En 2013, nous avions pris la peine de lire la notice annuelle publiée par Concordia Healthcare. Nous avions été surpris de constater à quel point les dirigeants illustraient précisément leur méthode pour augmenter le prix de leurs produits vedettes. Ces derniers alléguaient que les hausses de prix effectuées étaient plus importantes que la baisse de volume qui s’ensuivait.
Au net, il en résultait une augmentation du BAIIA ajusté. C’était là l’essentiel de son modèle d’entreprise. La plus récente notice annuelle ne fait essentiellement plus mention des fameuses majorations de prix. Les graphiques spécifiant le moment de chaque augmentation pour chacun des produits ont soudainement disparu. Cette réaction est vraisemblablement provoquée par la crise de Valeant.
Force est d’admettre que Concordia doit piloter un changement de stratégie important. La transition pourrait provoquer son lot d’erreurs d’exécution. En raison d’un endettement élevé, le niveau de risque financier encouru n’est pas négligeable.
Une insulte à l’actionnariat
Lorsqu’une entreprise s’allonge autant du côté de la dette, la source de motivation ne se trouve pas loin du plan de rémunération. Or, celui des dirigeants ne contient aucun objectif spécifique et quantifiable. Le comité de rémunération préfère distribuer les primes en se basant sur une appréciation générale de la performance de l’entreprise. Du moins, les critères ne sont pas publiquement et clairement énoncés, s’il y en a.

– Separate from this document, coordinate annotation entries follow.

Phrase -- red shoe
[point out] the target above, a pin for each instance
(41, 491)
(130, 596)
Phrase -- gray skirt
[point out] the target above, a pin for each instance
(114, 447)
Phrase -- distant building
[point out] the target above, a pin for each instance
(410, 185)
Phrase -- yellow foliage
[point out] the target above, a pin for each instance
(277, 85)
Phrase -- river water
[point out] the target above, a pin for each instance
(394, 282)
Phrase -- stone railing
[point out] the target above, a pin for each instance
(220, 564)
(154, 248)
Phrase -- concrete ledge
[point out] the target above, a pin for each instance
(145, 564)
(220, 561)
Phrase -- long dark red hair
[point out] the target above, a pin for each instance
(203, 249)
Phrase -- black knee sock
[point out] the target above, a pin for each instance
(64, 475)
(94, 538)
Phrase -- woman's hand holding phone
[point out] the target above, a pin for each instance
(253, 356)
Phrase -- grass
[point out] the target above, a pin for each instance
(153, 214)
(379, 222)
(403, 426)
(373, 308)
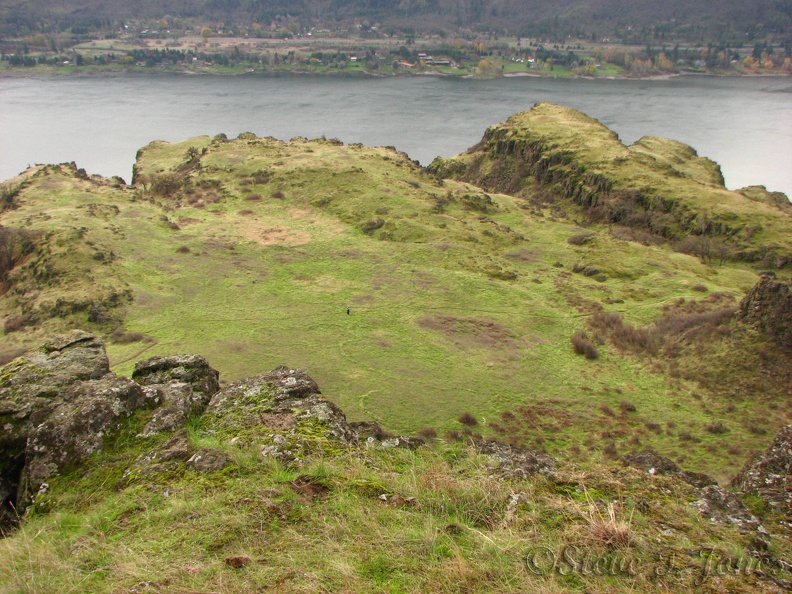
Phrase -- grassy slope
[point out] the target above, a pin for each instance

Au fil des ans, notre expérience a su nous démontrer que, lorsque plusieurs doutes crédibles s’accumulent au sujet d’une société, la meilleure chose à faire est de l’éviter.
Dans le cas de Concordia Healthcare, on ne peut pas déterminer sa rentabilité économique. De plus, sa stratégie d’affaires est appelée à changer significativement, et sa politique de rémunération constitue une insulte à l’actionnariat.
La société est actuellement à évaluer ses options dans le cadre d’un examen stratégique. Ce qui veut dire qu’elle cherche probablement à se vendre. L’investisseur discipliné ferait mieux de passer son chemin.